First, the team can’t be so dependent on the next man up. That didn’t work on the field in 2018, with what they had not enough to cover what they didn’t. Sometimes, that’s just natural, but the team sitting on its hands in September when the real churning of defensive pablum was about ruined any chance for its offense to grasp hold of its momentum.

They had something working there; not having a defense hurt that.

Second, Quinn needed to take on the play calling. His taking over the defensive coordinating will amend that and is a stellar step ahead. Look at what he did with the roster at hand in 2016 when he took the duties from Richard Smith. It, in part, propelled the team to a Super Bowl. This was a major moment of growth for Quinn and will serve the team well. One point already adjusted.

Third, fix your pass rush with new talent. The team’s drafting at edge hasn’t been stellar, so maybe look to March to fix these issues. That’s what Seattle did to get Michael Bennett and Cliff Avril back before it won its Super Bowl with Quinn. Seattle wasn’t amazing at drafting defensive end talent at that point, either, but they sure knew how to maximize the guys they could get in who already had it going.
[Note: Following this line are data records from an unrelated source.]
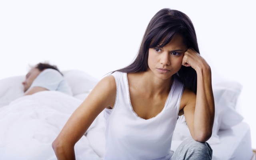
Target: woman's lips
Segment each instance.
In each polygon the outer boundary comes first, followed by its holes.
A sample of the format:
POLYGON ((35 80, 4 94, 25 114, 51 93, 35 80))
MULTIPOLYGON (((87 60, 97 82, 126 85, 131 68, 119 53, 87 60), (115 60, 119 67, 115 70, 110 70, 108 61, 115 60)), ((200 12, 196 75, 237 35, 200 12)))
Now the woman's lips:
POLYGON ((157 70, 160 73, 166 73, 169 72, 170 71, 170 70, 168 70, 166 68, 156 68, 157 70))

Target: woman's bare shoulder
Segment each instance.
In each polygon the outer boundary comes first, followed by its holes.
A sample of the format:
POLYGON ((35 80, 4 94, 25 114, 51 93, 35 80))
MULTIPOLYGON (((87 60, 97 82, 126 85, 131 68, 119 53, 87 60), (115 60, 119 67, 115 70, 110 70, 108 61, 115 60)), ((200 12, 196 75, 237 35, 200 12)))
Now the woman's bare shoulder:
POLYGON ((195 105, 196 98, 196 94, 192 90, 186 88, 184 88, 182 96, 180 100, 180 110, 183 109, 185 106, 188 105, 189 104, 191 105, 191 104, 194 104, 195 105))
POLYGON ((112 108, 116 94, 116 85, 114 77, 108 75, 102 79, 92 90, 89 96, 93 99, 101 101, 104 107, 112 108), (97 97, 96 98, 95 97, 97 97))

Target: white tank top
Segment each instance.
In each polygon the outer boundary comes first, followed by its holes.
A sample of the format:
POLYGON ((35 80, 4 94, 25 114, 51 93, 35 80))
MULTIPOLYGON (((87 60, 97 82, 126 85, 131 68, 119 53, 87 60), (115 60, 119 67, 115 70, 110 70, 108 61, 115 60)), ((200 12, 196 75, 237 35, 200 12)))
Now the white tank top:
POLYGON ((133 111, 130 99, 127 74, 112 74, 116 84, 113 109, 105 109, 105 160, 170 160, 172 138, 178 118, 183 84, 174 79, 162 111, 145 120, 133 111))

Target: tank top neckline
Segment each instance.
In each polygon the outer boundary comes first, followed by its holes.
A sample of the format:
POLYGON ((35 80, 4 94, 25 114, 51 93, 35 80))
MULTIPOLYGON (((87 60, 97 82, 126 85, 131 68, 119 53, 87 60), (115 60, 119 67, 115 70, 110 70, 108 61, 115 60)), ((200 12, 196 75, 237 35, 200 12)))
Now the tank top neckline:
POLYGON ((165 103, 164 104, 164 108, 163 108, 163 109, 160 112, 159 112, 158 114, 157 114, 156 116, 155 116, 154 117, 151 118, 149 119, 146 119, 140 117, 138 115, 138 114, 137 114, 136 112, 135 112, 133 110, 133 108, 132 108, 132 103, 131 102, 131 99, 130 98, 130 91, 129 90, 129 83, 128 82, 128 78, 127 78, 127 73, 126 73, 125 74, 126 76, 126 82, 127 82, 126 85, 127 86, 127 89, 128 89, 127 91, 128 92, 128 97, 129 98, 130 107, 130 108, 132 110, 132 111, 133 112, 133 114, 134 114, 135 116, 136 116, 137 118, 140 118, 141 119, 145 120, 152 120, 160 116, 166 108, 166 106, 167 106, 166 104, 167 103, 167 102, 168 102, 168 100, 170 98, 170 95, 171 94, 171 93, 172 91, 172 88, 173 88, 172 87, 173 86, 174 84, 174 82, 175 81, 175 79, 174 78, 173 79, 173 81, 172 82, 172 86, 171 87, 171 89, 170 90, 170 92, 169 92, 169 94, 168 94, 168 96, 167 96, 167 98, 166 98, 166 100, 165 101, 165 103))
Adrian Clayborn has been the team’s best pass rusher sans Vic Beasley 2016, and that was a free agent acquisition. Brooks Reed has probably given everything he’s been capable of; a free agent. Dwight Freeney had a wonderful run coming off the bench; free agent. Takk McKinley has promise, but he’s got no tutelage. Beasley hasn’t been the same without Freeney in-house and might be a free agent himself.

The team has relied too much on youth to drive its pass rush as of late, and that’s not been enough. They need some company men to come along and accelerate things. A first-round draft pick won’t be enough. This is a collective job.

2018’s done. There’s no fixing that. But there are common sense fixes to Atlanta’s future. Quinn can be the guy to make them, too, if he’ll be willing to advance his team where it needs to be advanced.

Phoenixes rise from the ashes all the time in the NFL; it’s not that uncommon. Atlanta can, too, if they’ll be willing. The ship can rise from the depths and sail again if they’re willing to do what’s necessary to make it so.

If not, well, they’ll stay shipwrecked and will need a new crew.